精選版 日本国語大辞典 「当・宛」の意味・読み・例文・類語
あて【当・宛】
[1] 〘名〙 (動詞「あてる(当)」の連用形の名詞化)
② 頼みになるもの。たより。→あてにする。
※虎寛本狂言・米市(室町末‐近世初)「有様(ありやう)は私もこなたをあてに致いて参りましたが」
③ 借金をするとき、それが返せない場合、貸し手が自由に処分してよいとする保証の物。抵当。
④ 物を打ったり切ったりなどする時、下に置く台。
※書紀(720)雄略一三年九月(前田本訓)「石を以て質(アテ)と為(し)」
⑤ 補強したり保護したりするためにあてがうもの。「肩当て」「胸当て」など熟して用いることが多い。

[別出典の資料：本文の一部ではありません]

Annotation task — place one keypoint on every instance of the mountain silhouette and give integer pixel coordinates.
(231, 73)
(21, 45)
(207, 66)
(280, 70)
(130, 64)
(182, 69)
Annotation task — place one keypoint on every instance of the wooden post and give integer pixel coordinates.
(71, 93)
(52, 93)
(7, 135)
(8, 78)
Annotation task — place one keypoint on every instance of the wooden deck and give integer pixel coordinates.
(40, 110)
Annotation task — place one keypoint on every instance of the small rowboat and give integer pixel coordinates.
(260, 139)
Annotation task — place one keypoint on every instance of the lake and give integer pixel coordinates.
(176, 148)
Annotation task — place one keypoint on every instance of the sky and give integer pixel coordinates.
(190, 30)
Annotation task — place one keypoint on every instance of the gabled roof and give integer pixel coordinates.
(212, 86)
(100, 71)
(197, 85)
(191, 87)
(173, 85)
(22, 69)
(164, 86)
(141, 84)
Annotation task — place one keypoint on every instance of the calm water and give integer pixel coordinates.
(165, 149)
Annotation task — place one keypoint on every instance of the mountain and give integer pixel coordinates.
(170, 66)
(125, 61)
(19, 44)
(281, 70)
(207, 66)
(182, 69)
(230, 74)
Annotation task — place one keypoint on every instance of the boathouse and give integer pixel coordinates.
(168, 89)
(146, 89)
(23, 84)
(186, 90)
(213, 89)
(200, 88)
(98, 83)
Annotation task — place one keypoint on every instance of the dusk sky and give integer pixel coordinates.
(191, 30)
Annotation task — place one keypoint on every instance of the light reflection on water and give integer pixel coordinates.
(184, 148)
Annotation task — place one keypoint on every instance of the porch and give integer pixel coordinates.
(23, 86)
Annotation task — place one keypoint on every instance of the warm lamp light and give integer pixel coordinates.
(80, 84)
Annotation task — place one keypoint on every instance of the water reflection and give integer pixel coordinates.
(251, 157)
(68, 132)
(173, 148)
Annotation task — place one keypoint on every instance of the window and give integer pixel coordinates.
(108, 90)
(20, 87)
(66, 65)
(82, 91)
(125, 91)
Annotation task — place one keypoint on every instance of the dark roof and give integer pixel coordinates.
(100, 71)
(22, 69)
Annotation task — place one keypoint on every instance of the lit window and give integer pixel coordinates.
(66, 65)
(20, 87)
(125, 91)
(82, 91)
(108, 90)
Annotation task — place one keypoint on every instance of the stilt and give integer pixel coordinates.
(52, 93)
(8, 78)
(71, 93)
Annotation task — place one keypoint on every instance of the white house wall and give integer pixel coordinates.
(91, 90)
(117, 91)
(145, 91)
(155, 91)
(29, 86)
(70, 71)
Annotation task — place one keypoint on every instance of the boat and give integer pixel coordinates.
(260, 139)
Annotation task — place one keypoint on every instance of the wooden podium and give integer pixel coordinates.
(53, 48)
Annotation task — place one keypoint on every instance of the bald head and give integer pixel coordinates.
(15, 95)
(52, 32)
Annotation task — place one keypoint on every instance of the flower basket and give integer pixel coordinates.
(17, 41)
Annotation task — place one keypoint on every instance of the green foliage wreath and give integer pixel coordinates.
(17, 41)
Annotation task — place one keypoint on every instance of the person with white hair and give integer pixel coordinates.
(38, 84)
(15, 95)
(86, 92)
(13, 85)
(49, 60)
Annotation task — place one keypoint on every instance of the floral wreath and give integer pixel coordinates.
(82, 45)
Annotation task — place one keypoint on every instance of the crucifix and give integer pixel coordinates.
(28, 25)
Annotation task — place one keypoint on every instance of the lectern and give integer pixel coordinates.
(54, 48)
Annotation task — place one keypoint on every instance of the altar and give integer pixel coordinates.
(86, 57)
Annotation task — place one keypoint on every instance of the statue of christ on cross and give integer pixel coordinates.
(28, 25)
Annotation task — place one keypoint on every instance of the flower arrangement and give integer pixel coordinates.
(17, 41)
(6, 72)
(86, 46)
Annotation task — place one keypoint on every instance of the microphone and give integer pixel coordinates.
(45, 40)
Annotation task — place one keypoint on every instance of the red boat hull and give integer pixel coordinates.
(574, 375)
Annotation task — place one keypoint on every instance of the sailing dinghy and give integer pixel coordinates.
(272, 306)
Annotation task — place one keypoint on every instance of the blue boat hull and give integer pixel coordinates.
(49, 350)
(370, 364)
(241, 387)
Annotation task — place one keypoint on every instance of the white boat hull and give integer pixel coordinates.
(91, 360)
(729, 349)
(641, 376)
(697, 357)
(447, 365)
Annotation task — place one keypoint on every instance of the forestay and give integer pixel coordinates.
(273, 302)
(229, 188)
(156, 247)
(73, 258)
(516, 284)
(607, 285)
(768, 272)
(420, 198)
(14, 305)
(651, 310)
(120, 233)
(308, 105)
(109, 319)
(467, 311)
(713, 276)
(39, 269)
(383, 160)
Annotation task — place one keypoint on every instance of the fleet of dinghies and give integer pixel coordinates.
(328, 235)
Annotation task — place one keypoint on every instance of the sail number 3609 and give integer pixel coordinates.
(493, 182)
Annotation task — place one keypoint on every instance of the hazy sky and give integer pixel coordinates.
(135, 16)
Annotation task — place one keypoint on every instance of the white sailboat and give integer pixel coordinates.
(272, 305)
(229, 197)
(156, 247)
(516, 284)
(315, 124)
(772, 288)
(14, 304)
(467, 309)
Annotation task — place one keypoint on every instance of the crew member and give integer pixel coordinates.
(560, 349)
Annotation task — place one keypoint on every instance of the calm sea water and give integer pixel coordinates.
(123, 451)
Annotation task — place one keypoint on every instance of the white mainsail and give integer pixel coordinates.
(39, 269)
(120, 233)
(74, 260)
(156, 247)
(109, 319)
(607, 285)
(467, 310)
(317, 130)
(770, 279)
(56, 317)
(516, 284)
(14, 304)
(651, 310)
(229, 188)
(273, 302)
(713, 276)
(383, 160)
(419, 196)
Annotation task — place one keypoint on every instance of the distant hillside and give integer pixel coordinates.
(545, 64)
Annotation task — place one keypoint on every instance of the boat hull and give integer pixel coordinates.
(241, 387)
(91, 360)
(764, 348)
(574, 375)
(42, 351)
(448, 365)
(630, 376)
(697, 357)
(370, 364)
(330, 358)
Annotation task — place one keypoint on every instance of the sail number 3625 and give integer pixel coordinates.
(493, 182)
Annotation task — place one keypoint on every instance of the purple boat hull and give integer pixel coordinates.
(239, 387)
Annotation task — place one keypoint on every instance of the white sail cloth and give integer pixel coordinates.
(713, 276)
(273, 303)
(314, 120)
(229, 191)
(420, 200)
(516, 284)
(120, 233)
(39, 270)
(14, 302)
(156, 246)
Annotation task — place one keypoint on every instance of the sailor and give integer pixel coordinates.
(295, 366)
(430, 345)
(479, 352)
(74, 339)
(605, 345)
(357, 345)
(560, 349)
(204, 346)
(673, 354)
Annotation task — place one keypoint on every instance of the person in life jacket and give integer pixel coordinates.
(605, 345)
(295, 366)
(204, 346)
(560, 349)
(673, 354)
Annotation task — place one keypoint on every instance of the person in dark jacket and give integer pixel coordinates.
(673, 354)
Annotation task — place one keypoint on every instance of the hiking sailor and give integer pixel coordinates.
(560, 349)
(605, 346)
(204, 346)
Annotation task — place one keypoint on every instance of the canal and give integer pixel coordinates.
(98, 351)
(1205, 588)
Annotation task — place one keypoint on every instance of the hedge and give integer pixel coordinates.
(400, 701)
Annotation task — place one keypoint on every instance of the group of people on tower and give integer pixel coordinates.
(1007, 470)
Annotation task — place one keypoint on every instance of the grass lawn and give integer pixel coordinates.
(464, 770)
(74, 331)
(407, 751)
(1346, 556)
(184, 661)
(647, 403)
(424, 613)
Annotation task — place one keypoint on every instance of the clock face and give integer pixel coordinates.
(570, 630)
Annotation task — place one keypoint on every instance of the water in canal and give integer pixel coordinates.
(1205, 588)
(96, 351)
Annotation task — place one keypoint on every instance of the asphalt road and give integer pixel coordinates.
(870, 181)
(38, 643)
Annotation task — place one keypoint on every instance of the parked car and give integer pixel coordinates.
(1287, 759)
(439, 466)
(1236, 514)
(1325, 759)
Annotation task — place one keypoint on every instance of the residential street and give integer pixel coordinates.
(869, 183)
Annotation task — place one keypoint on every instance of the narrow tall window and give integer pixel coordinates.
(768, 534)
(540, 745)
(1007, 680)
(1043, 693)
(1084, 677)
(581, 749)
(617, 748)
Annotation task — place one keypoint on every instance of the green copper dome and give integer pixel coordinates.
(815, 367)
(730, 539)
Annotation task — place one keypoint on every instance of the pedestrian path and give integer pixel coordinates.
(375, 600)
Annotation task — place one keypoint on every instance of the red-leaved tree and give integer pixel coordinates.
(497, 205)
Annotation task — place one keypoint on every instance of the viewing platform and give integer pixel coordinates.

※浄瑠璃・本朝二十四孝(1766)四「ひらりと付け入る勝頼を、さしつたりと真の当(アテ)」
⑦ (宛) 文書や手紙などの差し出し先。
※近世紀聞(1875‐81)〈染崎延房〉四「御憐察遊さるるやう歎願なせる趣きを右小弁家の宛(アテ)にして」
⑧ 食事のおかずをいう、演劇社会などの隠語。
※浮世草子・当世芝居気質(1777)一「ホヲけふは何とおもふてじゃ大(やっかい)な菜(アテ)(〈注〉さい)ぢゃな」
⑨ 酒のさかな。つまみ。
⑩ 馬術で、馬の心を動かしたり、驚かすもの。あてもの。
⑫ 檜(ひのき)で作った火縄。〔随筆・甲子夜話(1821‐41)〕
[2] 〘接尾〙 (宛)
(イ) 配分する物を示す数詞の下につく。ずつ。
※宇津保(970‐999頃)藤原の君「漬豆を一さやあてに出だすとも」
(ロ) 配分を受けるものの単位を示す数詞の下につく。あたり。